Key performance metrics the Compensation Committee may use for awards (plan-defined):

Metric CategoryExamples (as defined in plan)
Shareholder returnsTotal shareholder return; stock value/increases
Profitability/EarningsEPS (diluted), net income, operating income, margins
Capital returnsReturn on equity; return on tangible common equity
Banking efficiencyEfficiency ratio; operating ratio
Balance sheet growthDeposits/loans/equity levels or growth
Net interestNet interest income; net interest margin
Credit qualityNon-performing assets, net charge-offs, provision expense
Regulatory/controlsRegulatory compliance, audit results

Other Directorships & Interlocks

  • Public-company interlocks: None disclosed for any director over the past five years.
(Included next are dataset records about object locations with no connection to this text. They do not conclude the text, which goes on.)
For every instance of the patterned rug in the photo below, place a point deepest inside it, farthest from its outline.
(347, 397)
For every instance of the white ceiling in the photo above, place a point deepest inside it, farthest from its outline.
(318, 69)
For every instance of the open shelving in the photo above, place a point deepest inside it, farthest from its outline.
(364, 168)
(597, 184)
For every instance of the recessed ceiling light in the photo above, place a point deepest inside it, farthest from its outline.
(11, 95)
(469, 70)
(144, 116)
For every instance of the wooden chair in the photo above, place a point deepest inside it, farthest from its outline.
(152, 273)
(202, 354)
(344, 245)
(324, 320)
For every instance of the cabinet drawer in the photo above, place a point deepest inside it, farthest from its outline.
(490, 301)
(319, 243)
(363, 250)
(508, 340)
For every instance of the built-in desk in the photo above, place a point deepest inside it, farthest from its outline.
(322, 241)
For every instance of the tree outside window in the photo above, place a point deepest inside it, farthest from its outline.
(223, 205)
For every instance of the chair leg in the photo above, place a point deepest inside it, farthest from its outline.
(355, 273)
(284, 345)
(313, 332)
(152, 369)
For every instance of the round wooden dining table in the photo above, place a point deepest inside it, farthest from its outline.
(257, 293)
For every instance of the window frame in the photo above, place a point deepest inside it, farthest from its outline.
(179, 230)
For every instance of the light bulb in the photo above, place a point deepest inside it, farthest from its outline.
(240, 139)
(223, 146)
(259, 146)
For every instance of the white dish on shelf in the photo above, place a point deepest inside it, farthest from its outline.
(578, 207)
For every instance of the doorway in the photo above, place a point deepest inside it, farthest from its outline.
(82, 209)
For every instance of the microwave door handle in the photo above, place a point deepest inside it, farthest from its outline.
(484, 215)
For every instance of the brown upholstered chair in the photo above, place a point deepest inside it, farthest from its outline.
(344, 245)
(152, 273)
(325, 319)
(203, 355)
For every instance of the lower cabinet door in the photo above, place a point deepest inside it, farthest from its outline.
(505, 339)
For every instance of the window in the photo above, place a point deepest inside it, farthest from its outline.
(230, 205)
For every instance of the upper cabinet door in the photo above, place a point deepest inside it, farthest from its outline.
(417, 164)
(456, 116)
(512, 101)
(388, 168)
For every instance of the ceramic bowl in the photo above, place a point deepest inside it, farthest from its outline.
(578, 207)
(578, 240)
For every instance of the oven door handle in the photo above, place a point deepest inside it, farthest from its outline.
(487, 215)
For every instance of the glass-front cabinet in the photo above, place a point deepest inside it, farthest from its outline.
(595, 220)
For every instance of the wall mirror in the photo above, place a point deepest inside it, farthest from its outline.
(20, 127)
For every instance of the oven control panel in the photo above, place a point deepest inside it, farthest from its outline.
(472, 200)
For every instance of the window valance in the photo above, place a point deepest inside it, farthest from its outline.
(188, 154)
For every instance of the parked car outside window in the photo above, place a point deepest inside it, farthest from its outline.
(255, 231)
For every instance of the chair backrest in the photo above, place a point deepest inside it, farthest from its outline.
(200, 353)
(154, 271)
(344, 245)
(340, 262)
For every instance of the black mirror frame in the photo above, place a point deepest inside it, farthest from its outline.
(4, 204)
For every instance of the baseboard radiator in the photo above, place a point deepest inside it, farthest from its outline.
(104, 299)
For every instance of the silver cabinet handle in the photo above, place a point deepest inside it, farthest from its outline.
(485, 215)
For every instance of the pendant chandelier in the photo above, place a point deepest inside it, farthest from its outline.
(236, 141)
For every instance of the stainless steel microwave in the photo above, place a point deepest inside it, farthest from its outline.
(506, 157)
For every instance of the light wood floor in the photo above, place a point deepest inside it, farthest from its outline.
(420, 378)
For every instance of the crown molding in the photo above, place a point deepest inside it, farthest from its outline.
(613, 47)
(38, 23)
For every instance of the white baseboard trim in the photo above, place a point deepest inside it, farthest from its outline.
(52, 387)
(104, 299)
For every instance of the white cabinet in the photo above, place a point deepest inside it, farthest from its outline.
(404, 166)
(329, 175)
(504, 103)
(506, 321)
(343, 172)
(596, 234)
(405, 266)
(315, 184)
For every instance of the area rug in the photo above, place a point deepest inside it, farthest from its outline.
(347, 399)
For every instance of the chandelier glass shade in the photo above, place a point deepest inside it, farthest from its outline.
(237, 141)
Expertise & Qualifications

  • Government and municipal management (Town Manager, Sparta, NC).
  • Manufacturing operations and HR (NAPCO, Inc.).
  • Real estate markets (licensed NC real estate broker).
  • Utility governance (Blue Ridge Energy director).
  • Regional civic leadership (Alleghany Chamber of Commerce chair; Virginia-Carolina Water Authority past chair).

Equity Ownership

  • Beneficial ownership table (shares held, percent outstanding, pledged shares, etc.) was not accessible in the retrieved proxy chunks; no ownership specifics for Bryan L. Edwards can be provided from the available excerpts. Items not disclosed are omitted per instruction.

Governance Assessment

  • Positives: Board affirms Bryan L. Edwards’ independence; deep local-government, utility, and real-estate expertise aligns with community bank footprint; separation of Chair/CEO adds oversight rigor; active Audit (5 meetings) and Compensation (3 meetings) cadence in FY2024.
  • Watch items: No designated “audit committee financial expert” (rural-market constraint cited); Board lacks a standing Nominating Committee (handled by full Board); Compensation Committee includes one non-independent member (Jacky K. Anderson), which can present perceived conflicts in executive pay oversight.
  • Related-party/independence considerations: Board explicitly reviewed potential conflicts and noted a consulting agreement for Director Reece post-merger and Anderson’s prior CEO role; no related-party transactions disclosed for Bryan L. Edwards.